## Simplify

When you have a dataset containing lots of repeated data, this step will help you simplify your dataset. The workflow contains three stages: train, model_devi, and fp. The train stage and the fp stage are as the same as the run step, and the model_devi stage will calculate model deviations of the rest data that has not been confirmed accurate. Data with small model deviations will be confirmed accurate, while the program will pick data from those with large model deviations to the new dataset.

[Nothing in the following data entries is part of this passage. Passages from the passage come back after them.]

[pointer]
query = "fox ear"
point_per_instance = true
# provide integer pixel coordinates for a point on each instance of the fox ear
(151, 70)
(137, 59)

Use the following script to start the workflow:

```bash
dpgen simplify param.json machine.json
```

Here is an example of `param.json` for QM7 dataset:

```json
{
  "type_map": [
    "C",
    "H",
    "N",
    "O",
    "S"
  ],
  "mass_map": [
    12.011,
    1.008,
    14.007,
    15.999,
    32.065
  ],
  "pick_data": "/scratch/jz748/simplify/qm7",
  "init_data_prefix": "",
  "init_data_sys": [],
  "sys_batch_size": [
    "auto"
  ],
  "numb_models": 4,
  "default_training_param": {
    "model": {
      "type_map": [
        "C",
        "H",
        "N",
        "O",
        "S"
      ],
      "descriptor": {
        "type": "se_a",
        "sel": [
          7,
          16,
          3,
          3,
          1
        ],
        "rcut_smth": 1.0,
        "rcut": 6.0,
        "neuron": [
          25,
          50,
          100
        ],
        "resnet_dt": false,
        "axis_neuron": 12
      },
      "fitting_net": {
        "neuron": [
          240,
          240,
          240
        ],
        "resnet_dt": true
      }
    },
    "learning_rate": {
      "type": "exp",
      "start_lr": 0.001,
      "stop_lr": 5e-08,
      "decay_rate": 0.99
    },
    "loss": {
      "start_pref_e": 0.02,
      "limit_pref_e": 1,
      "start_pref_f": 1000,
      "limit_pref_f": 1,
      "start_pref_v": 0,
      "limit_pref_v": 0,
      "start_pref_pf": 0,
      "limit_pref_pf": 0
    },
    "training": {
      "numb_steps": 10000,
      "disp_file": "lcurve.out",
      "disp_freq": 1000,
      "numb_test": 1,
      "save_freq": 1000,
      "disp_training": true,
      "time_training": true,
      "profiling": false,
      "profiling_file": "timeline.json"
    },
    "_comment": "that's all"
  },
  "fp_style": "gaussian",
  "shuffle_poscar": false,
  "fp_task_max": 1000,
  "fp_task_min": 10,
  "fp_pp_path": "/home/jzzeng/",
  "fp_pp_files": [],
  "fp_params": {
    "keywords": "mn15/6-31g** force nosymm scf(maxcyc=512)",
    "nproc": 28,
    "multiplicity": 1,
    "_comment": " that's all "
  },
  "init_pick_number": 100,
  "iter_pick_number": 100,
  "model_devi_f_trust_lo": 0.25,
  "model_devi_f_trust_hi": 0.45,
  "_comment": " that's all "
}
```

Here {dargs:argument}`pick_data <simplify_jdata/pick_data>` is the directory to data to simplify where the program recursively detects systems `System` with `deepmd/npy` format. {dargs:argument}`init_pick_number <simplify_jdata/init_pick_number>` and {dargs:argument}`iter_pick_number <simplify_jdata/iter_pick_number>` are the numbers of picked frames. {dargs:argument}`model_devi_f_trust_lo <simplify_jdata/model_devi_f_trust_lo>` and {dargs:argument}`model_devi_f_trust_hi <simplify_jdata/model_devi_f_trust_hi>` mean the range of the max deviation of atomic forces in a frame. {dargs:argument}`fp_style <simplify_jdata/fp_style>` supports various software as described in the [supported software documentation](../overview/supported-software.md). Other parameters are as the same as those of generator.